Justin Morin           Est-ce que la parfumerie est un domaine où l’innovation est importante ?

Christine Nagel           Énormément ! La nature est merveilleuse mais la synthèse l’est également. J’utilise rarement le mot « synthétique » car il sonne de manière péjorative, mais pourtant il induit une notion de recherche, donc de qualité. Pour moi, nature et synthèse sont indissociables. Dans l’inconscient collectif, tout ce qui est naturel est beau, et ce qui ne l’est pas est moins attractif. Mais c’est une vision très subjective. Prenons l’exemple des essences naturelles : les fourchettes de prix sont très larges. Certaines oranges peuvent coûter une dizaine d’euros le kilo, là où certaines tubéreuses peuvent en valoir plus de dix mille. C’est la même chose pour la synthèse. Sans elles, nous n’aurions pas les mêmes veloutés. Je dis souvent quec’est comparable au travail d’un créateur de mode. S’il ne devait utiliser que de la soie, du lin sauvage ou du coton, il n’aurait pas le rendu qu’il obtient aujourd’hui en y injectant des fils de kevlar ou de teflon. Il ne faut pas également oublier que si la nature est généreuse, elle garde aussi des secrets. Certaines fleurs sont ce que l’on peut appeler « muettes » : il existe certaines variétés, comme le lilas ou la glycine, dont on ne peut pas extraire l’odeur. Dès qu’on essaye de le faire, elle s’oxyde et s’abime. Il faut donc procéder par assemblage. Au-delà de cette recherche de synthèse, beaucoup d’entreprises travaillent sur quelque chose qui me fascine et que je trouve très important, à savoir la bio-technologie. On peut notamment obtenir des molécules odorantes par le travail des enzymes, c’est un processus totalement différent et donc un nouveau territoire à explorer. C’est également une manière de protéger la nature et ses ressources. 

Justin Morin           Vous aimez accompagner vos créations ?

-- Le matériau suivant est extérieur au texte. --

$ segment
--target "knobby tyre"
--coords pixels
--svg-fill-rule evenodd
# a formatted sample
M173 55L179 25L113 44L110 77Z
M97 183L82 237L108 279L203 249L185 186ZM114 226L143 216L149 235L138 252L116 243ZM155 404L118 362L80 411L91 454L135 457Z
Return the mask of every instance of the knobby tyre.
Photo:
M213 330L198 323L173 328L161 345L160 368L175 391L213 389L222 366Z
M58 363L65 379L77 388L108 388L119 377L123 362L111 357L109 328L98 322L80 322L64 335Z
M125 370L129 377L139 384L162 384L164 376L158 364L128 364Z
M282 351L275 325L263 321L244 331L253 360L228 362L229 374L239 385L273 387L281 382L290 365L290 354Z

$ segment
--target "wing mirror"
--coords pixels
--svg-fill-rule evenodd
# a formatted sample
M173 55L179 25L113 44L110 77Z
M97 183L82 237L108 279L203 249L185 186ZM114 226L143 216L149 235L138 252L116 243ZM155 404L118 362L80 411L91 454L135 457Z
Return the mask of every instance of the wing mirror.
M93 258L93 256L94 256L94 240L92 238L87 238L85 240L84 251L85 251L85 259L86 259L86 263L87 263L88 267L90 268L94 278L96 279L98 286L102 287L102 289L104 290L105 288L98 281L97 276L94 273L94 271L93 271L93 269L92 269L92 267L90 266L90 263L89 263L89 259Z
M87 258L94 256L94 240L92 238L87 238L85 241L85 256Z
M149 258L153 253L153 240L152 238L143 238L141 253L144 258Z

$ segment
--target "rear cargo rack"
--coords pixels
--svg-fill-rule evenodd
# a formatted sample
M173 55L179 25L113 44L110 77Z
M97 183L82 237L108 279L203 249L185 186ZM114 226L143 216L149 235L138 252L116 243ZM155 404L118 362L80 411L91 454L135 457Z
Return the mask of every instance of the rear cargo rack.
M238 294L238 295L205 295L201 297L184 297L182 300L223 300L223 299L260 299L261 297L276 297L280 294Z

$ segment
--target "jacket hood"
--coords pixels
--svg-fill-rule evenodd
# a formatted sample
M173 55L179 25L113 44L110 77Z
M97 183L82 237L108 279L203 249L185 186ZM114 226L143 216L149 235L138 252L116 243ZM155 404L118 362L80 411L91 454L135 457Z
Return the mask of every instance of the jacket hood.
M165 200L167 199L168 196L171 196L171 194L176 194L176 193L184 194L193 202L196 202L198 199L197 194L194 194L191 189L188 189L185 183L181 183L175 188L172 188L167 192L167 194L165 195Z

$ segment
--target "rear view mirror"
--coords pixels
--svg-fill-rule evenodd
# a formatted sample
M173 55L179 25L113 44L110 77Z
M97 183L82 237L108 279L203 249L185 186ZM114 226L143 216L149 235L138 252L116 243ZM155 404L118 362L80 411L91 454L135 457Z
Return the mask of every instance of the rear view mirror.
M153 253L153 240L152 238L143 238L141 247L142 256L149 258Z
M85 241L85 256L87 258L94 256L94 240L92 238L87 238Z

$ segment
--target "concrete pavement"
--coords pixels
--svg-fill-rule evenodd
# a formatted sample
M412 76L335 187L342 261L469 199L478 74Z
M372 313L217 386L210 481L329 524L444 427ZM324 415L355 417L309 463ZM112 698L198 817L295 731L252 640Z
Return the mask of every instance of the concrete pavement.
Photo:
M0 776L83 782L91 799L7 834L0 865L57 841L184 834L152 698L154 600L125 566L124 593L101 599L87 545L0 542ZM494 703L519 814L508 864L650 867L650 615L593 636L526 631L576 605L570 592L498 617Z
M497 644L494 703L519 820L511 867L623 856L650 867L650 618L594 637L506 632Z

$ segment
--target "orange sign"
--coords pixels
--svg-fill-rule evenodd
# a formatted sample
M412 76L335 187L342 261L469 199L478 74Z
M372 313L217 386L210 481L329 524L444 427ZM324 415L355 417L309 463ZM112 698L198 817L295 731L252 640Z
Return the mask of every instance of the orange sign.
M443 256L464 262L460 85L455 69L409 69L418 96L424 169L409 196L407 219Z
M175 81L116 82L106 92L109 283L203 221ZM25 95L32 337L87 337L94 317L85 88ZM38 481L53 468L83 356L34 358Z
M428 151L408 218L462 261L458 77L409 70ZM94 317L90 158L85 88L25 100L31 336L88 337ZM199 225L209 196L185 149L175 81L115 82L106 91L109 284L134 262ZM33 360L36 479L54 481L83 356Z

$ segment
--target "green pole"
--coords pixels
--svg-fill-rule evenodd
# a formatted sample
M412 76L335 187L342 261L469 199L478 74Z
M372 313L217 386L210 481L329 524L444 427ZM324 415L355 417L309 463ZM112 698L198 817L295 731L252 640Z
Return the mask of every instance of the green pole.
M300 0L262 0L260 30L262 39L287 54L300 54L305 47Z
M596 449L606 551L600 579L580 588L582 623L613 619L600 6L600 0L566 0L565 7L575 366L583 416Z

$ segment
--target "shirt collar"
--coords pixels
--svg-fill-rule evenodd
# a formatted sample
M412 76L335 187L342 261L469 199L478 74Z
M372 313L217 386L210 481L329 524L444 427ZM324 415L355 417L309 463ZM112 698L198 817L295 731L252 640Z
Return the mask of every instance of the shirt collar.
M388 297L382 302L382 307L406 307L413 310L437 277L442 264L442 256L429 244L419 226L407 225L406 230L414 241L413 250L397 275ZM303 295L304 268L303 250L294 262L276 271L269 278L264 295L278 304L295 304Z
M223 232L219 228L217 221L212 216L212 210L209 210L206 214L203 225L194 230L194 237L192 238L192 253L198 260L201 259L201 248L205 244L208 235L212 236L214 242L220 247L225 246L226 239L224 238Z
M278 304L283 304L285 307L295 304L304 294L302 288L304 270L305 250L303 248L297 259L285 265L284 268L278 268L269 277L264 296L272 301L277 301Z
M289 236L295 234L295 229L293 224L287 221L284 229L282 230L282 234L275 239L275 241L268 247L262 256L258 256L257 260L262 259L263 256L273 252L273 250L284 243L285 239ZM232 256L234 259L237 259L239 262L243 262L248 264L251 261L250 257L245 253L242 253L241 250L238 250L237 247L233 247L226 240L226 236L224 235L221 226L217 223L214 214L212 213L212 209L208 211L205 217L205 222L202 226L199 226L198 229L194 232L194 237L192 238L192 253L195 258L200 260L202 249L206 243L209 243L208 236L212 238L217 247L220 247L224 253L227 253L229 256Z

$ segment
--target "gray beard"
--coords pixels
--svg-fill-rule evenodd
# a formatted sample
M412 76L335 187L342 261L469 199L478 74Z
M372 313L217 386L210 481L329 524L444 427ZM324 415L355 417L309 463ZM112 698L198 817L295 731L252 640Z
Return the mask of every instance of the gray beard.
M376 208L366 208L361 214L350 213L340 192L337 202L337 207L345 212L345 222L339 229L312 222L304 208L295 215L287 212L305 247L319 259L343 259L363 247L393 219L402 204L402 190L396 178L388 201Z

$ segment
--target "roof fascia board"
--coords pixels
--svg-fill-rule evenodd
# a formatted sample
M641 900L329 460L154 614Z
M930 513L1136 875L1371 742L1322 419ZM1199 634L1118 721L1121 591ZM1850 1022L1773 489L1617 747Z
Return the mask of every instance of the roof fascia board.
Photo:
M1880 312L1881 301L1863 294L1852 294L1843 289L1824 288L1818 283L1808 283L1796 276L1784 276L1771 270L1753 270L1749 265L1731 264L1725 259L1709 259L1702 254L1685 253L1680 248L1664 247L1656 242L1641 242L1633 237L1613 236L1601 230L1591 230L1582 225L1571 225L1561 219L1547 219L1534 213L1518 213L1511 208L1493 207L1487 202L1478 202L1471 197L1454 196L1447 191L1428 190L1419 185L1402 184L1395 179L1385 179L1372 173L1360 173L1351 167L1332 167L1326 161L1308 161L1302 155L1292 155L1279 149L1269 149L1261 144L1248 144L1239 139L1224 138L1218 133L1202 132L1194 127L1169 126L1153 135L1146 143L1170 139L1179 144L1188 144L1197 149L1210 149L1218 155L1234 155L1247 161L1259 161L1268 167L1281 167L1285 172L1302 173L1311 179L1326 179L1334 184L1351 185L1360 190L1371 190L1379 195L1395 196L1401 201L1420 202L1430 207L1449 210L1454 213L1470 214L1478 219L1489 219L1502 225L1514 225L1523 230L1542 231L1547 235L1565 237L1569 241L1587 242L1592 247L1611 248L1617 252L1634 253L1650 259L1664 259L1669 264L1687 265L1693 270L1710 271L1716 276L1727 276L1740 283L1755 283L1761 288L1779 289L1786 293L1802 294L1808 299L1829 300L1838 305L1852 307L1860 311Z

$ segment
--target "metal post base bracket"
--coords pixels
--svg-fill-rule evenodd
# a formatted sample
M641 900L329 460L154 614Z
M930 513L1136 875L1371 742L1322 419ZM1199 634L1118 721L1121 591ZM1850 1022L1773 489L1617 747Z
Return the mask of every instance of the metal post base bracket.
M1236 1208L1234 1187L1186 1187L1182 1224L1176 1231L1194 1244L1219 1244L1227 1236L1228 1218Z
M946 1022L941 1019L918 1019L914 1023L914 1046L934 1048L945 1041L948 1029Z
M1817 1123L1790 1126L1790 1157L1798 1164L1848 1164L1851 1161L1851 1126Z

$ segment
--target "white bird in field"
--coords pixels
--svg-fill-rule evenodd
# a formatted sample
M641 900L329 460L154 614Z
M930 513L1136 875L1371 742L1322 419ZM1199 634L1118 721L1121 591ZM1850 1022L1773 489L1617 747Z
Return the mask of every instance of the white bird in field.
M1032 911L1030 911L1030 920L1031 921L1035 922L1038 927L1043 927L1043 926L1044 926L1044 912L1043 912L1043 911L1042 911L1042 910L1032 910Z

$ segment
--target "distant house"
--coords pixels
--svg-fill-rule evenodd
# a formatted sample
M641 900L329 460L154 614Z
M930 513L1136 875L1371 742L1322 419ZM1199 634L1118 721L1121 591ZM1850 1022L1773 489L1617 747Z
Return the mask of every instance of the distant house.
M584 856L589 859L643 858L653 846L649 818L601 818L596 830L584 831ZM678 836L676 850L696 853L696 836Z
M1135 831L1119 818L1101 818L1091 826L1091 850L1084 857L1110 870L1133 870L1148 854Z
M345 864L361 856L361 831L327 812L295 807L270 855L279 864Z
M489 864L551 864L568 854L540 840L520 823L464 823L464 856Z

Christine Nagel            Oui ! Cela peut paraître surprenant, mais j’adore les usines, le milieu industriel. Quand j’ai fini un parfum, j’aime réunir autour de moi toutes les personnes qui vont être impliquées dans sa production, que ce soit celles qui achètent les matières premières, celles qui font les analyses de stabilité ou encore celles qui fabriquent. J’aime leur expliquer l’histoire du parfum, ses différentes composantes. J’ai eu une grande discussionavec le cuisinier Alain Passard qui m’expliquait qu’il envoyait ses élèves cultiver des légumes pendant deux mois dans la Sartre, car pour bien cuisiner, il faut respecter ses matières premières. Je trouve ça très juste. Chaque parfum que je pense est une création intellectuelle, mais s’il vit, c’est grâce à une équipe de personnes. Peut-être ai-je un parcours et une manière de procéder inhabituels. Mais je crois que cela correspond très bien à la philosophie de la maison car Hermès a une façon atypique de travailler : le simple fait de faire confiance aux gens, c’est très atypique, pour ne pas dire exceptionnel.